After more than a decade of foot dragging, China is finally taking steps to open its telecoms sector to private and foreign investment. The Ministry of Industry and Information Technology (MIIT) announced that China will encourage private and foreign capital to invest in its telecoms sector on June 27. It is an exciting move that the country needs to take if it wants to create a cutting-edge industry that can compete with Western markets.
Despite hundreds of billions of dollars in investment and exclusive access to the world's biggest mobile market, China's three major telecoms carriers have performed disappointingly since Beijing began overhauling the former national phone monopoly about 15 years ago. The biggest factor behind the lack of progress has been an exclusion of private investment that has left the space monopolized by three bureaucratic State-run companies.
Such monopolies were common in the past throughout the world, but have become a dinosaur today in most Western markets where regulators realize they stifle competition and innovation. Most Western markets, including the US, now encourage and welcome new investment from both domestic and international players in their telecoms sectors, realizing such activity is critical to maintaining a healthy industry.

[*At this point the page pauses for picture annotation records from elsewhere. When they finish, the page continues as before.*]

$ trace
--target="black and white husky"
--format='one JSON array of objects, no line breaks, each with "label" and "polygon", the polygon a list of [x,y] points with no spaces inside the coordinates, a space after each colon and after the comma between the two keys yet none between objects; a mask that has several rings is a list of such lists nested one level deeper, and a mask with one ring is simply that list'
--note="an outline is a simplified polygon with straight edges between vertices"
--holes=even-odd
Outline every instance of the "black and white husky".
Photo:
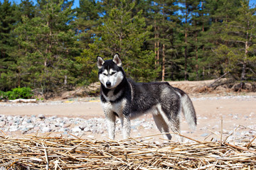
[{"label": "black and white husky", "polygon": [[182,111],[190,128],[196,126],[193,103],[182,90],[167,82],[137,83],[127,79],[118,54],[105,61],[97,57],[101,83],[100,101],[106,117],[109,138],[114,138],[115,120],[119,117],[124,139],[129,137],[130,120],[151,113],[158,129],[171,139],[171,129],[180,132]]}]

And yet China's insistence on maintaining such an oligopoly has created a stagnant sector at home, to the detriment of Chinese consumers who are often last to enjoy many of the products and services offered by their more innovative global rivals. China previously committed to opening the sector to foreign investment when it joined the World Trade Organization in 2001, but then erected numerous bureaucratic barriers that prevented nearly all private money from entering the area.

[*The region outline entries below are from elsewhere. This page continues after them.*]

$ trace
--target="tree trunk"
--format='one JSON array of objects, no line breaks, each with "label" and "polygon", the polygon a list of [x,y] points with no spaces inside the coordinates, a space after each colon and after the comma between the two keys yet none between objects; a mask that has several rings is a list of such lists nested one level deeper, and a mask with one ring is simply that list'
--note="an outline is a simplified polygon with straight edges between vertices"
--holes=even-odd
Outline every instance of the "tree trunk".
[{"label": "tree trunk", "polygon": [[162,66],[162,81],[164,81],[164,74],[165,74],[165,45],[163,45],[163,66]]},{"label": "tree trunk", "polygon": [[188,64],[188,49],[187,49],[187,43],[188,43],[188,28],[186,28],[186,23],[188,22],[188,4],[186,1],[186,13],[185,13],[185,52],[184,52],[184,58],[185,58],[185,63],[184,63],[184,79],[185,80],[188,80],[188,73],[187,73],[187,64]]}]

International companies that once held big hopes for China have now largely abandoned the market after strategic tie-ups involving names such as Vodafone and SK Telecom with big Chinese partners failed to produce results.

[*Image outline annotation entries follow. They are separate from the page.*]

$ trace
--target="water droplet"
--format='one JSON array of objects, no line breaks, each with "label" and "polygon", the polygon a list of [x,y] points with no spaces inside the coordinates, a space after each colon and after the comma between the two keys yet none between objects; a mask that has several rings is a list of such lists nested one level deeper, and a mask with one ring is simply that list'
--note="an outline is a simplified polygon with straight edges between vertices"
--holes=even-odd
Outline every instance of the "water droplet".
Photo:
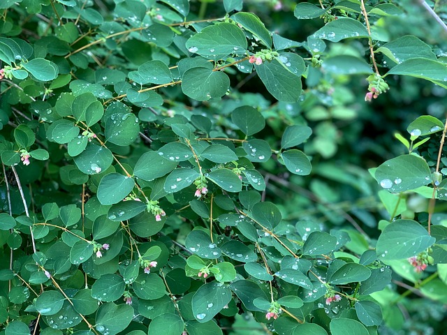
[{"label": "water droplet", "polygon": [[200,313],[196,315],[196,318],[197,318],[197,320],[203,320],[206,316],[207,315],[205,313]]},{"label": "water droplet", "polygon": [[391,188],[393,187],[393,181],[390,179],[383,179],[380,182],[380,186],[383,188]]}]

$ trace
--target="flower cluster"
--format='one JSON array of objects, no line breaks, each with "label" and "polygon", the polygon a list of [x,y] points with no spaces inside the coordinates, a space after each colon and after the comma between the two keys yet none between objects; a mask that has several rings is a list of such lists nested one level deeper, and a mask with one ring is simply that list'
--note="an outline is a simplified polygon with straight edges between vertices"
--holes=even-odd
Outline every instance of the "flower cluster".
[{"label": "flower cluster", "polygon": [[108,251],[109,250],[109,248],[110,247],[110,246],[109,244],[108,244],[107,243],[105,243],[104,244],[98,244],[96,243],[94,244],[94,252],[96,253],[96,257],[98,258],[101,258],[101,257],[103,257],[103,253],[101,253],[102,250],[105,250]]},{"label": "flower cluster", "polygon": [[196,185],[196,187],[197,188],[196,193],[194,193],[195,197],[200,198],[202,195],[205,195],[208,193],[207,180],[205,179],[205,176],[201,175],[197,178],[194,181],[194,185]]},{"label": "flower cluster", "polygon": [[[134,198],[136,200],[136,198]],[[138,201],[138,200],[136,200]],[[159,202],[156,200],[147,201],[146,210],[149,213],[152,213],[155,216],[156,221],[161,221],[161,216],[166,216],[166,213],[159,206]]]},{"label": "flower cluster", "polygon": [[420,273],[427,269],[429,264],[433,264],[434,260],[432,256],[428,255],[431,252],[431,249],[423,251],[418,255],[408,258],[408,262],[414,267],[414,271]]},{"label": "flower cluster", "polygon": [[371,75],[367,78],[369,83],[368,86],[368,93],[365,96],[365,101],[371,101],[373,98],[376,99],[382,93],[388,91],[390,87],[383,79],[376,73]]},{"label": "flower cluster", "polygon": [[340,296],[340,295],[334,295],[332,297],[328,297],[326,298],[326,305],[330,305],[331,302],[338,302],[340,300],[342,300],[342,297]]},{"label": "flower cluster", "polygon": [[269,320],[271,318],[277,320],[278,318],[278,315],[279,315],[281,312],[282,312],[282,309],[281,309],[281,305],[277,302],[272,302],[270,308],[268,308],[267,314],[265,314],[265,318]]},{"label": "flower cluster", "polygon": [[203,276],[203,278],[206,278],[208,276],[210,276],[210,269],[207,267],[203,267],[200,269],[197,276],[198,276],[199,277]]},{"label": "flower cluster", "polygon": [[20,150],[20,160],[23,162],[24,165],[29,165],[29,158],[31,155],[25,149]]},{"label": "flower cluster", "polygon": [[85,136],[89,139],[89,142],[91,142],[92,138],[96,138],[96,134],[94,133],[90,133],[88,131],[84,131],[82,132],[82,136]]}]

Finally waking up to this lack of progress, the MIIT started relaxing its grip on the sector over the last half year by allowing two major foreign firms, IBM and Microsoft, to enter the infrastructure space with its approval of new ventures allowing them to help build state-of-the-art cloud computing centers.
At the same time, the MIIT has sent out a steady stream of signals that it is preparing to open the broader market to a wide array of investment in both infrastructure and telecoms services. It sent the latest and clearest signal last week, when it released a draft plan detailing eight new areas for private investment within the telecoms sector.
The list was quite broad and marks an important start to revitalizing the sector. The MIIT needs to make sure that its final new rules open the door for private investment in all kinds of new products.
The regulator should not only announce such new rules, but also aggressively implement them and actively encourage foreign investment. If and when that happens, China's laggard telecoms sector could be set for a true rebirth that could quickly make it a leader on the global stage.